A liderança soviética levou três anos para se distanciar do “culto da personalidade de Stalin”. Somente na década de 1960, foi declarado publicamente quem ele era realmente: um assassino em massa.

Nascido como Iosif Dzhugashvili, na Geórgia, o revolucionário nato, cujo pseudônimo significava “de aço”, governou a União Soviética de fato a partir de 1923. Historiadores estimam que até 40 milhões de pessoas foram vítimas do terror durante as três décadas do stalinismo.

Essas vítimas foram executadas, morreram de fome, perderam a vida ou foram mutiladas. Pereceram nos gulags – os campos de trabalhos forçados soviéticos. Houve ainda deportações em massa, a elite da cultura russa – escritores renomados, poetas, atores, diretores e cientistas – foi denunciada como “inimigos do povo”, torturada e morta.

Primavera após a morte de Stalin

“Pode parecer esquisito, mas a morte de Stalin é minha primeira memória de infância consciente”, conta a DW Irina Scherbakova, que é diretora e cofundadora da organização russa Memorial, que ganhou o Nobel da Paz no ano passado. “Eu era uma criança pequena em 1953, mas posso me lembrar bem da morte de Stalin”, conta a historiadora de 72 anos.

“Percebi de uma forma infantil, principalmente a atmosfera: o frio glacial e o medo. Os últimos anos de Stalin foram de chumbo, muito opressivos. Houve uma esperança de primavera”, acrescenta Scherbakova.

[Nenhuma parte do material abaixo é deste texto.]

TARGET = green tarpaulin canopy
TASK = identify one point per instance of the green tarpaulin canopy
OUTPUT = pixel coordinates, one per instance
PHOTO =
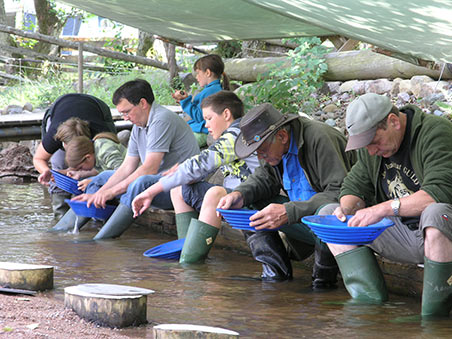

E a primavera começou: o país se libertou do déspota. Em 1961, numa operação noturna, o corpo embalsamado do tirano foi retirado do mausoléu e enterrado perto do Kremlin. Inúmeros monumentos e bustos de Stalin na União Soviética e em outros países do Bloco de Leste foram destruídos em larga escala: derretidos, enterrados, jogados em rios.

O período de degelo da década de 1960 mudou o país permanentemente e preparou o terreno para a perestroika, vinte anos depois. Fundada em 1989, a organização Memorial foi criada para investigar e registrar crimes cometidos pelo regime soviético.

Stalin volta a atacar na Rússia de Putin

Durante muito tempo, um renascimento do culto a Stalin era inimaginável. Porém, agora ele é iminente. “A tendência começou por volta de 2014, com a anexação da Crimeia”, relata a jornalista russa Irina Rastorgueva, que assim como Scherbakova vive atualmente em Berlim.

“Os colegas da Wikipedia russa mantêm um registro detalhado de todos os monumentos neostalinistas. Houve tentativas nas décadas de 1990 e 2000 de se construírem estátuas de Stalin, principalmente nas províncias ou em Gori, onde ele nasceu, mas nada se compara ao que está acontecendo agora”, ressalta a jornalista.

No aniversário de 80 anos do fim da Batalha de Stalingrado, em 1º de fevereiro deste ano, foi inaugurado um novo busto de Stalin em Volgogrado. Na ocasião, o prefeito da cidade russa disse que “certos países queriam amortizar a memória da maior vitória do exército soviético”. Além da estátua, na comemoração da data, a cidade voltou a se chamar Stalingrado por um dia.

“Eles poderiam ter logo mudado o nome da cidade para Putingrado”, diz Rastorgueva. Para a jornalista, a inauguração da estátua comprova “o novo paradigma, decretado de cima para baixo, para interpretar a história”.

De acordo com Scherbakova, a era Putin é responsável pelo entendimento de que não foram os Aliados, nem o Exército Vermelho, e muito menos o heroico povo soviético que ganhou a Segunda Guerra Mundial, mas sim Stalin pessoalmente.

A historiadora não vê um fim próximo do neostalinismo, ainda mais enquanto Vladimir Putin estiver no poder. Até hoje, segundo ela, 70 anos após a morte do ditador, o país ainda não terminou o processo de desestalinação. “É uma tarefa do Estado reconhecer seus crimes e uma tarefa dos cidadãos reconhecer que viveram num Estado criminoso. Ambos ainda não ocorreram até agora”.

Scherbakova tem, porém, certeza de que um dia os livros escolares russos terão, além do capítulo sobre stalinismo, um sobre o putinismo. “Mas antes disso precisaremos assumir a responsabilidade sobre o que está acontecendo agora na Ucrânia e pagar o preço disso. E esse preço será bem caro”, avalia.